2014, the year of the mobile
The first keyword for these developments is VISUAL, as in: more images, icons, emoticons and also as larger fonts. SEM has seen a steady increase for Product Listing Ads. According to recent data top e-tailers spend on this medium an average of 63% of their paid search budget.
Conversely, in organic search results, entries are increasingly graphically organized on the page. They are now served in a variety of formats like snippets and images; as a result, users scan organic results faster and better on smaller screens.
USABILITY, another 2014 trend, seems to reign supreme at Google, as it tries to keep up with the loss of users who are increasingly preferring in app search. It is becoming clear that while advertising and search budgets are moving to mobile, consumers are moving away from browser search (Google kingdom) to in-apps search for product, places and other recommendations, in particular Yelp has been performing well in this.

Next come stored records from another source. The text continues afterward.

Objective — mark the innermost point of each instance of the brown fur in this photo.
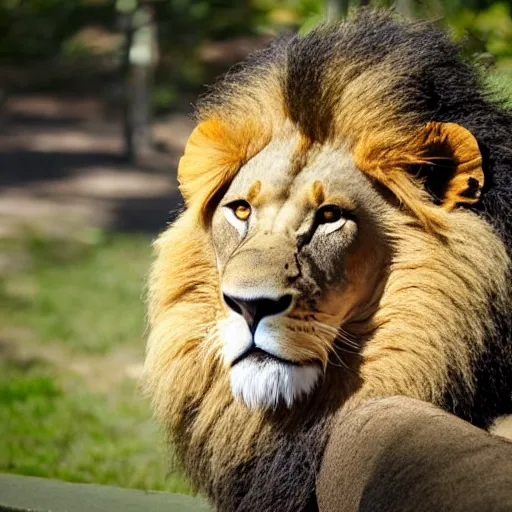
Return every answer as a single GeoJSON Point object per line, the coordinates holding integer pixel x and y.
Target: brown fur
{"type": "Point", "coordinates": [427, 320]}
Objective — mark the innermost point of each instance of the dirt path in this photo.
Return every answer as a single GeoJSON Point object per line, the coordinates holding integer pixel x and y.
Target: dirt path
{"type": "Point", "coordinates": [60, 159]}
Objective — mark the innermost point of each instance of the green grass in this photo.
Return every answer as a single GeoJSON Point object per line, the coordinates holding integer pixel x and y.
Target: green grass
{"type": "Point", "coordinates": [71, 324]}
{"type": "Point", "coordinates": [89, 303]}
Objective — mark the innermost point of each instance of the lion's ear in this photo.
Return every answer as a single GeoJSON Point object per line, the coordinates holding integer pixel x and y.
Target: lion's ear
{"type": "Point", "coordinates": [438, 166]}
{"type": "Point", "coordinates": [208, 161]}
{"type": "Point", "coordinates": [214, 153]}
{"type": "Point", "coordinates": [453, 172]}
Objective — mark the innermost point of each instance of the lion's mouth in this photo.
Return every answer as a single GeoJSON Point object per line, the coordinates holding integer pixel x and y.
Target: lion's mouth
{"type": "Point", "coordinates": [259, 355]}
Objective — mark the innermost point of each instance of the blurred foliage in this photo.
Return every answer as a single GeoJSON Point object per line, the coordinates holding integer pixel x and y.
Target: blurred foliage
{"type": "Point", "coordinates": [38, 31]}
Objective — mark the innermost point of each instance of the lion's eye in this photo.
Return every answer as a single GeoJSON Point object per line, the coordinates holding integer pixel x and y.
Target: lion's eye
{"type": "Point", "coordinates": [241, 209]}
{"type": "Point", "coordinates": [329, 213]}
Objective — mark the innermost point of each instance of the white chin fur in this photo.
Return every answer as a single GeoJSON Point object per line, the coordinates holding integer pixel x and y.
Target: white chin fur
{"type": "Point", "coordinates": [265, 384]}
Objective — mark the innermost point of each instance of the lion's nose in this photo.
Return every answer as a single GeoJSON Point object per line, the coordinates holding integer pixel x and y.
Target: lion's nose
{"type": "Point", "coordinates": [254, 310]}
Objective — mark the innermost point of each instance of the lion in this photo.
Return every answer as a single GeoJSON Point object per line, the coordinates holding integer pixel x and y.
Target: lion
{"type": "Point", "coordinates": [345, 237]}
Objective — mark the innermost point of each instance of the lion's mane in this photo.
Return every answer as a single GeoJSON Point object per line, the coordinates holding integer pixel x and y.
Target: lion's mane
{"type": "Point", "coordinates": [372, 81]}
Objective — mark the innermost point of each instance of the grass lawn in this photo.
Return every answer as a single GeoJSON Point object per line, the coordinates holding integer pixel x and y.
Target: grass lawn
{"type": "Point", "coordinates": [71, 348]}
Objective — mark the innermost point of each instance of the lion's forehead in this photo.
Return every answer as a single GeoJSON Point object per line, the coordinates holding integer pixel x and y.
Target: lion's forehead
{"type": "Point", "coordinates": [283, 181]}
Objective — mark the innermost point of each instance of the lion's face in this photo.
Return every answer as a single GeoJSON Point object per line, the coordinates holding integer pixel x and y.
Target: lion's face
{"type": "Point", "coordinates": [299, 254]}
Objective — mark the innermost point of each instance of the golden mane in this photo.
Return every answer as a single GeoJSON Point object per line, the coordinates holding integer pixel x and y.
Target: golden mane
{"type": "Point", "coordinates": [449, 269]}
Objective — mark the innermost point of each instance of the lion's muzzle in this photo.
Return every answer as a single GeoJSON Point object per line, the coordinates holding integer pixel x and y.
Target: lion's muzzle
{"type": "Point", "coordinates": [254, 310]}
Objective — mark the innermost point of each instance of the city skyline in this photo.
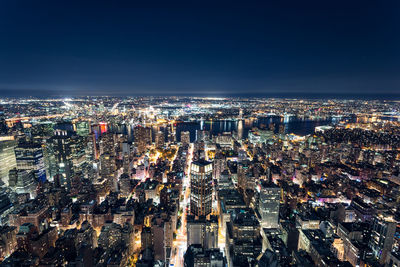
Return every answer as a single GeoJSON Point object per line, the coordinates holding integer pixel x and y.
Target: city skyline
{"type": "Point", "coordinates": [271, 49]}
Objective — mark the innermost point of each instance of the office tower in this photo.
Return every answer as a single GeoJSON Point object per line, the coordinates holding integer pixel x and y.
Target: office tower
{"type": "Point", "coordinates": [159, 139]}
{"type": "Point", "coordinates": [196, 255]}
{"type": "Point", "coordinates": [108, 169]}
{"type": "Point", "coordinates": [3, 124]}
{"type": "Point", "coordinates": [146, 238]}
{"type": "Point", "coordinates": [243, 242]}
{"type": "Point", "coordinates": [268, 204]}
{"type": "Point", "coordinates": [201, 188]}
{"type": "Point", "coordinates": [22, 182]}
{"type": "Point", "coordinates": [8, 240]}
{"type": "Point", "coordinates": [66, 152]}
{"type": "Point", "coordinates": [202, 231]}
{"type": "Point", "coordinates": [7, 159]}
{"type": "Point", "coordinates": [202, 135]}
{"type": "Point", "coordinates": [185, 138]}
{"type": "Point", "coordinates": [219, 164]}
{"type": "Point", "coordinates": [382, 238]}
{"type": "Point", "coordinates": [107, 144]}
{"type": "Point", "coordinates": [29, 157]}
{"type": "Point", "coordinates": [142, 136]}
{"type": "Point", "coordinates": [82, 128]}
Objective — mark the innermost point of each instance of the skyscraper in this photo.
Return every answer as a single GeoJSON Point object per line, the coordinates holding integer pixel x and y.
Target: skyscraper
{"type": "Point", "coordinates": [185, 138]}
{"type": "Point", "coordinates": [29, 157]}
{"type": "Point", "coordinates": [269, 204]}
{"type": "Point", "coordinates": [382, 238]}
{"type": "Point", "coordinates": [66, 152]}
{"type": "Point", "coordinates": [201, 188]}
{"type": "Point", "coordinates": [160, 139]}
{"type": "Point", "coordinates": [142, 137]}
{"type": "Point", "coordinates": [7, 159]}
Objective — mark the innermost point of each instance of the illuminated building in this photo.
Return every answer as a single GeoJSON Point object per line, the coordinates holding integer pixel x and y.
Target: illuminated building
{"type": "Point", "coordinates": [142, 137]}
{"type": "Point", "coordinates": [269, 204]}
{"type": "Point", "coordinates": [159, 139]}
{"type": "Point", "coordinates": [201, 188]}
{"type": "Point", "coordinates": [202, 231]}
{"type": "Point", "coordinates": [66, 152]}
{"type": "Point", "coordinates": [196, 255]}
{"type": "Point", "coordinates": [382, 238]}
{"type": "Point", "coordinates": [23, 182]}
{"type": "Point", "coordinates": [185, 138]}
{"type": "Point", "coordinates": [7, 159]}
{"type": "Point", "coordinates": [29, 156]}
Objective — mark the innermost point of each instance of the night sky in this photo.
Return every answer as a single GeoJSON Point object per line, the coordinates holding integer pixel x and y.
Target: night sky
{"type": "Point", "coordinates": [287, 48]}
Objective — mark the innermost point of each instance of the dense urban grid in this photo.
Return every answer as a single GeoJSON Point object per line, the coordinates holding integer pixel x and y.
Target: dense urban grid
{"type": "Point", "coordinates": [186, 181]}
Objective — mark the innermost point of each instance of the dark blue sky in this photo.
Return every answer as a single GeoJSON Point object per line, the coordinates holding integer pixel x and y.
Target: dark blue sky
{"type": "Point", "coordinates": [276, 48]}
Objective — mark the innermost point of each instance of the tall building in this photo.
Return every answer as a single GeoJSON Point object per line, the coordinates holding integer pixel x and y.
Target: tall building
{"type": "Point", "coordinates": [160, 139]}
{"type": "Point", "coordinates": [7, 159]}
{"type": "Point", "coordinates": [202, 231]}
{"type": "Point", "coordinates": [66, 156]}
{"type": "Point", "coordinates": [243, 242]}
{"type": "Point", "coordinates": [269, 204]}
{"type": "Point", "coordinates": [3, 124]}
{"type": "Point", "coordinates": [197, 256]}
{"type": "Point", "coordinates": [142, 136]}
{"type": "Point", "coordinates": [22, 182]}
{"type": "Point", "coordinates": [29, 157]}
{"type": "Point", "coordinates": [382, 238]}
{"type": "Point", "coordinates": [108, 169]}
{"type": "Point", "coordinates": [201, 188]}
{"type": "Point", "coordinates": [185, 138]}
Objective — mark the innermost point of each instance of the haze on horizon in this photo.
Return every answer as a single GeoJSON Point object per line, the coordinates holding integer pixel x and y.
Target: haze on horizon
{"type": "Point", "coordinates": [75, 48]}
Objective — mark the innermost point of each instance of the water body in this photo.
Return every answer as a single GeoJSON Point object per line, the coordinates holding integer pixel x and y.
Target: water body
{"type": "Point", "coordinates": [293, 125]}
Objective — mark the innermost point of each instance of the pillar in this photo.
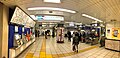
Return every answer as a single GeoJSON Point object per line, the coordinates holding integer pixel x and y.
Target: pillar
{"type": "Point", "coordinates": [4, 16]}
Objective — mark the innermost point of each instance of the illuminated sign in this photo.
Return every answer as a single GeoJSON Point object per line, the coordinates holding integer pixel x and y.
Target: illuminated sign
{"type": "Point", "coordinates": [58, 18]}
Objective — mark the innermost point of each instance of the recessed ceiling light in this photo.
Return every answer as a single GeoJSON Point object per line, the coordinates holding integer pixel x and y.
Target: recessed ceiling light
{"type": "Point", "coordinates": [53, 1]}
{"type": "Point", "coordinates": [51, 8]}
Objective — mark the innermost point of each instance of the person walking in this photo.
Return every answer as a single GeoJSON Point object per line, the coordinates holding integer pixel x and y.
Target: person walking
{"type": "Point", "coordinates": [46, 34]}
{"type": "Point", "coordinates": [75, 43]}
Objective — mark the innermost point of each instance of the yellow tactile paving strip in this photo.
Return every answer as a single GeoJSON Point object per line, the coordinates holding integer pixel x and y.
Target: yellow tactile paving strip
{"type": "Point", "coordinates": [44, 55]}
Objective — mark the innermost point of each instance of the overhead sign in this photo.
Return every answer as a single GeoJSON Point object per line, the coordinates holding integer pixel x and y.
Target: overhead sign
{"type": "Point", "coordinates": [47, 18]}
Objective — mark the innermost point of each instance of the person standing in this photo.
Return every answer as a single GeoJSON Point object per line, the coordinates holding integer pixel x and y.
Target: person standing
{"type": "Point", "coordinates": [69, 35]}
{"type": "Point", "coordinates": [75, 43]}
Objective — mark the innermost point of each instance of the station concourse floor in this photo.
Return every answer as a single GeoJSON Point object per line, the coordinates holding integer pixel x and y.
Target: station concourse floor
{"type": "Point", "coordinates": [48, 48]}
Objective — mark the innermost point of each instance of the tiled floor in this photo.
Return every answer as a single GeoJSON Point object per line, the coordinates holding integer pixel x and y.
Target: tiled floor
{"type": "Point", "coordinates": [48, 48]}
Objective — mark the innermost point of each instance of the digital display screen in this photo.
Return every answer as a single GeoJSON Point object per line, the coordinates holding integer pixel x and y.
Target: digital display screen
{"type": "Point", "coordinates": [59, 18]}
{"type": "Point", "coordinates": [19, 17]}
{"type": "Point", "coordinates": [16, 28]}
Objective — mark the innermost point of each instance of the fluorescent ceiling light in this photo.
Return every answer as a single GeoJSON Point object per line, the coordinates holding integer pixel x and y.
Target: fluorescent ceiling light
{"type": "Point", "coordinates": [51, 8]}
{"type": "Point", "coordinates": [53, 1]}
{"type": "Point", "coordinates": [91, 17]}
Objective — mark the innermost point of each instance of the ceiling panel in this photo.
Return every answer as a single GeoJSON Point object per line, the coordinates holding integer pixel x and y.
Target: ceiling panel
{"type": "Point", "coordinates": [105, 10]}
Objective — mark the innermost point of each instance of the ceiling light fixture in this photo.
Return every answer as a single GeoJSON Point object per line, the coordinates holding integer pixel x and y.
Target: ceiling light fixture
{"type": "Point", "coordinates": [91, 17]}
{"type": "Point", "coordinates": [53, 1]}
{"type": "Point", "coordinates": [51, 8]}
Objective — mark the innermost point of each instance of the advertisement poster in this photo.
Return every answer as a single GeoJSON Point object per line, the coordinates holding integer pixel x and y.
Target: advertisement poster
{"type": "Point", "coordinates": [60, 35]}
{"type": "Point", "coordinates": [116, 33]}
{"type": "Point", "coordinates": [108, 33]}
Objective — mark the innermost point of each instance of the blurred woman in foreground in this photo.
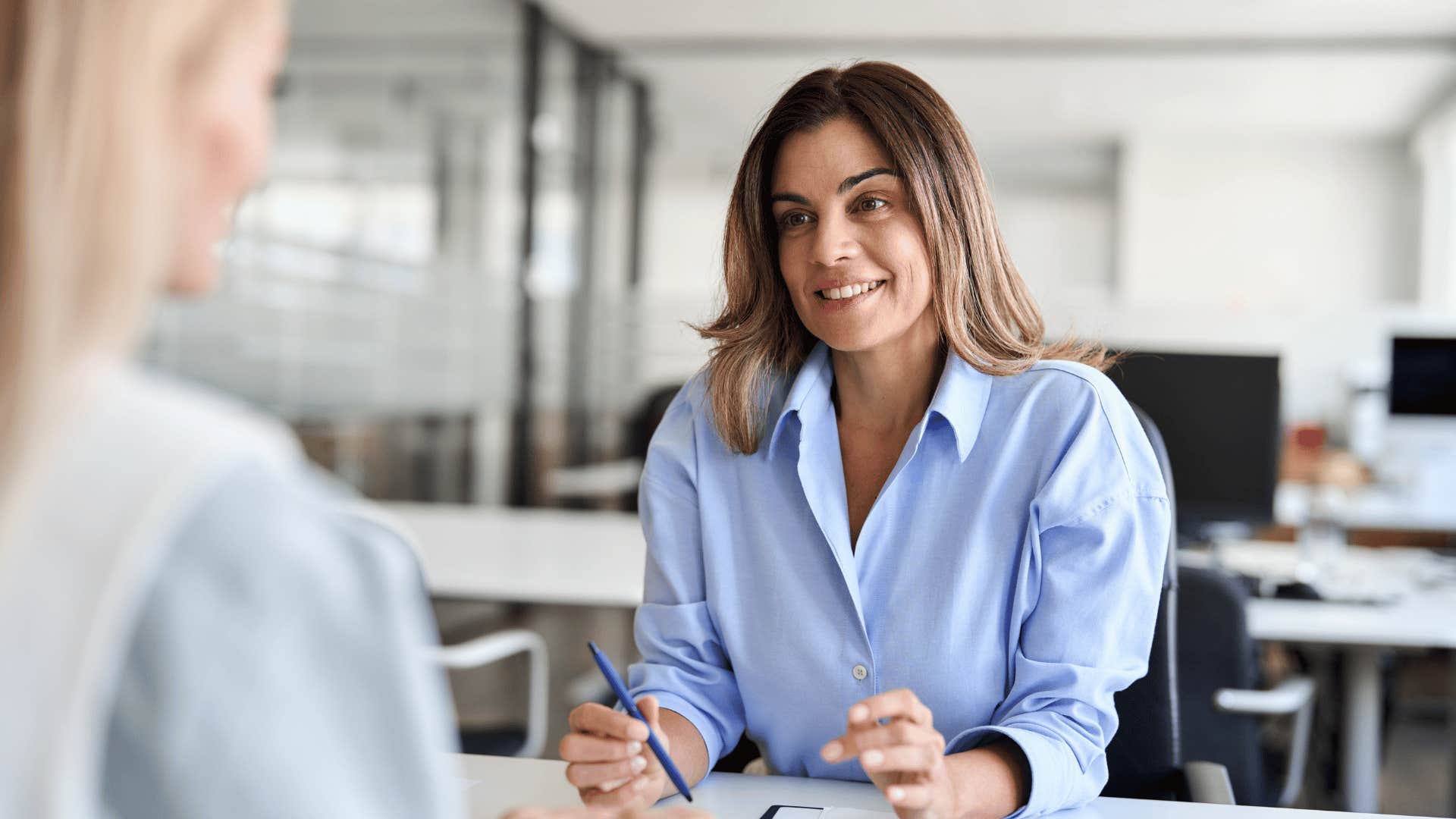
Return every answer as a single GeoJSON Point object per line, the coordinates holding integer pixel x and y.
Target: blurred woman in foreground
{"type": "Point", "coordinates": [188, 624]}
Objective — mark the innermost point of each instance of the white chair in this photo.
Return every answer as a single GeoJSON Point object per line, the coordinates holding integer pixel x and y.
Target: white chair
{"type": "Point", "coordinates": [484, 651]}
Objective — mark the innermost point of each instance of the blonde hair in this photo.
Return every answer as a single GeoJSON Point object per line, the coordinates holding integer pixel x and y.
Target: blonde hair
{"type": "Point", "coordinates": [984, 311]}
{"type": "Point", "coordinates": [89, 193]}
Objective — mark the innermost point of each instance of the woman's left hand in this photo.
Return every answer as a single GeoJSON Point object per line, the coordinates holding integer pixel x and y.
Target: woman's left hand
{"type": "Point", "coordinates": [905, 757]}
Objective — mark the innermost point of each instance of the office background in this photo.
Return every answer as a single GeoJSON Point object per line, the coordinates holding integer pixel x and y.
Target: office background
{"type": "Point", "coordinates": [488, 222]}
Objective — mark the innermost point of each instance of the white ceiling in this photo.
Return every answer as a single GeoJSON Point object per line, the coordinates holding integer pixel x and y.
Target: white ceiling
{"type": "Point", "coordinates": [676, 19]}
{"type": "Point", "coordinates": [1044, 71]}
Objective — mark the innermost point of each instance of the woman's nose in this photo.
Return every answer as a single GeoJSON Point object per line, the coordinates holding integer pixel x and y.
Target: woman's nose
{"type": "Point", "coordinates": [835, 241]}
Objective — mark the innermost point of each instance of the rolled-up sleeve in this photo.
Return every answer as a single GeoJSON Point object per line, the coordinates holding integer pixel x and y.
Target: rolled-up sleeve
{"type": "Point", "coordinates": [683, 659]}
{"type": "Point", "coordinates": [1097, 580]}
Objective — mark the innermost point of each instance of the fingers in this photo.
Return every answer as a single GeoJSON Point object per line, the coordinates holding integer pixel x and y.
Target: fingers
{"type": "Point", "coordinates": [587, 748]}
{"type": "Point", "coordinates": [877, 736]}
{"type": "Point", "coordinates": [899, 704]}
{"type": "Point", "coordinates": [601, 720]}
{"type": "Point", "coordinates": [604, 776]}
{"type": "Point", "coordinates": [628, 795]}
{"type": "Point", "coordinates": [913, 798]}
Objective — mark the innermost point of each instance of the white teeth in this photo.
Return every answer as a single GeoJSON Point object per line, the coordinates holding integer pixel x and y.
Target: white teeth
{"type": "Point", "coordinates": [849, 290]}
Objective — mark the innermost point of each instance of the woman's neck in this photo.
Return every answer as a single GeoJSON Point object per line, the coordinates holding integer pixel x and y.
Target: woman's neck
{"type": "Point", "coordinates": [889, 388]}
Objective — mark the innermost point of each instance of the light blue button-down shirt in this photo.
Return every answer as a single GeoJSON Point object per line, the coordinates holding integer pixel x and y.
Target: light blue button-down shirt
{"type": "Point", "coordinates": [1008, 573]}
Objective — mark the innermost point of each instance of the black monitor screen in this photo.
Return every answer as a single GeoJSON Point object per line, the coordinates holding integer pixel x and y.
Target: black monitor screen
{"type": "Point", "coordinates": [1423, 376]}
{"type": "Point", "coordinates": [1219, 419]}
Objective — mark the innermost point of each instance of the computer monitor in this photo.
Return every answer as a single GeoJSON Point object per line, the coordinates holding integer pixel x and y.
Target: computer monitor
{"type": "Point", "coordinates": [1421, 430]}
{"type": "Point", "coordinates": [1219, 419]}
{"type": "Point", "coordinates": [1423, 376]}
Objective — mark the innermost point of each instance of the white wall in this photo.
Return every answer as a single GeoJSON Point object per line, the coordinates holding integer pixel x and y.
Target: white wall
{"type": "Point", "coordinates": [1264, 222]}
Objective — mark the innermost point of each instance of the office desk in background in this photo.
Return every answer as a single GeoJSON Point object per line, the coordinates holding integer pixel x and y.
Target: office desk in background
{"type": "Point", "coordinates": [495, 784]}
{"type": "Point", "coordinates": [1419, 617]}
{"type": "Point", "coordinates": [1417, 509]}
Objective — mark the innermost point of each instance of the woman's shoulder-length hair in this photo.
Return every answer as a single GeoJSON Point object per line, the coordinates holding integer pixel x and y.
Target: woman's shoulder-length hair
{"type": "Point", "coordinates": [984, 311]}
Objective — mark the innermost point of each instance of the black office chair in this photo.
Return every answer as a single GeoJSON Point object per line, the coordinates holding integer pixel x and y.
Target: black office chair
{"type": "Point", "coordinates": [1145, 758]}
{"type": "Point", "coordinates": [1220, 701]}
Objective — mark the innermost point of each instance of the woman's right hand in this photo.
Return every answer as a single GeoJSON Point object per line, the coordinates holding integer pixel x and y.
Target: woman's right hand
{"type": "Point", "coordinates": [607, 757]}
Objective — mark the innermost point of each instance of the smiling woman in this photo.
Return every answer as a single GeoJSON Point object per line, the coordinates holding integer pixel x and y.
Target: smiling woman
{"type": "Point", "coordinates": [915, 158]}
{"type": "Point", "coordinates": [892, 537]}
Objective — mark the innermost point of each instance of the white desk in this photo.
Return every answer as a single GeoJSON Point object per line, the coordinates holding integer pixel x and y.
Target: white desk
{"type": "Point", "coordinates": [1373, 507]}
{"type": "Point", "coordinates": [500, 783]}
{"type": "Point", "coordinates": [528, 556]}
{"type": "Point", "coordinates": [1421, 618]}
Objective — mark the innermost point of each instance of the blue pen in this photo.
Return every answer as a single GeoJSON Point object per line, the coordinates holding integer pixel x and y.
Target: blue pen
{"type": "Point", "coordinates": [620, 689]}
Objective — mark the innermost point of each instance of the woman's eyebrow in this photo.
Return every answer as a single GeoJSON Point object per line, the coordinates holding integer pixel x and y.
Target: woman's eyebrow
{"type": "Point", "coordinates": [794, 199]}
{"type": "Point", "coordinates": [845, 187]}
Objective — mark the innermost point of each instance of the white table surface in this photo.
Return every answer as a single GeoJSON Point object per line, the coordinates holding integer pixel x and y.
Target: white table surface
{"type": "Point", "coordinates": [598, 558]}
{"type": "Point", "coordinates": [528, 556]}
{"type": "Point", "coordinates": [500, 783]}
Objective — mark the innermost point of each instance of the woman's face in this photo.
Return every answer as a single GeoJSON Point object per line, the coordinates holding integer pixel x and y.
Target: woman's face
{"type": "Point", "coordinates": [851, 251]}
{"type": "Point", "coordinates": [226, 133]}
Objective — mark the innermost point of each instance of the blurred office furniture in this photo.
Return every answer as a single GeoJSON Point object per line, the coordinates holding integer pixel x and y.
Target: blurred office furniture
{"type": "Point", "coordinates": [479, 651]}
{"type": "Point", "coordinates": [494, 784]}
{"type": "Point", "coordinates": [617, 482]}
{"type": "Point", "coordinates": [528, 556]}
{"type": "Point", "coordinates": [1416, 472]}
{"type": "Point", "coordinates": [490, 649]}
{"type": "Point", "coordinates": [405, 457]}
{"type": "Point", "coordinates": [1145, 758]}
{"type": "Point", "coordinates": [1220, 697]}
{"type": "Point", "coordinates": [1391, 599]}
{"type": "Point", "coordinates": [1219, 419]}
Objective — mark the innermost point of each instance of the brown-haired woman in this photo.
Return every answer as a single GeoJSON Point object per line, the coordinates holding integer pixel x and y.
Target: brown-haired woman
{"type": "Point", "coordinates": [892, 535]}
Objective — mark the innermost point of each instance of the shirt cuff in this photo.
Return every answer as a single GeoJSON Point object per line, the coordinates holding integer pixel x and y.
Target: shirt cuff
{"type": "Point", "coordinates": [707, 727]}
{"type": "Point", "coordinates": [1044, 758]}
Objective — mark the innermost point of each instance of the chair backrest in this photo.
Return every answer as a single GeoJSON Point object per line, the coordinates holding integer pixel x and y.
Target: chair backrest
{"type": "Point", "coordinates": [1216, 653]}
{"type": "Point", "coordinates": [1145, 758]}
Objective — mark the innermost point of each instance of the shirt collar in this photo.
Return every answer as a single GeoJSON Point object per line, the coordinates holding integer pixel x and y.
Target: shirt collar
{"type": "Point", "coordinates": [808, 395]}
{"type": "Point", "coordinates": [960, 398]}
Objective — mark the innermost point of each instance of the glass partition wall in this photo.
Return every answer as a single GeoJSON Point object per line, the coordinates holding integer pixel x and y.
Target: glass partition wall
{"type": "Point", "coordinates": [433, 281]}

Much of Google’s latest search developments have been focusing on mobil. GoogleBots can now detect mobile rendering exactly as users do on their devices. Currently, mobile sites that generate errors are penalized in mobile search results, but experts forecast that soon mobile UX will be part of Google’s algorithm.
Google Now is another important piece of the mobile search news puzzle. A direct competitor of Apple’s Siri and Windows’ Cortana, Google voice activated service access not only the web but its cards use information from your device, like location , and from other Google products (Gmail, G+, Chrome), plus data from third-party products that you allow Google Now to access.
Focus is shifting from what sites do on their pages/sites (keywords, links, metatags if you’re still using them…), to who is searching. Search is moving towards optimizing around the user with results relevant to their location, history, profile
As the importance of classic SEO staples like keywords and links is decreasing, content strategy and UX (especially mobile) are gaining ground. This doesn’t mean that keywords, links are no longer important, let’s say they remain as the foundation of search, they are givens of the search industry, but not crucial factors to be found by interested users.
The emphasis is shifting on effective communications practices to provide the kind of regular, useful, authentic content that will reach their target audiences and stakeholders when they need it and in the best format for the device they’re on.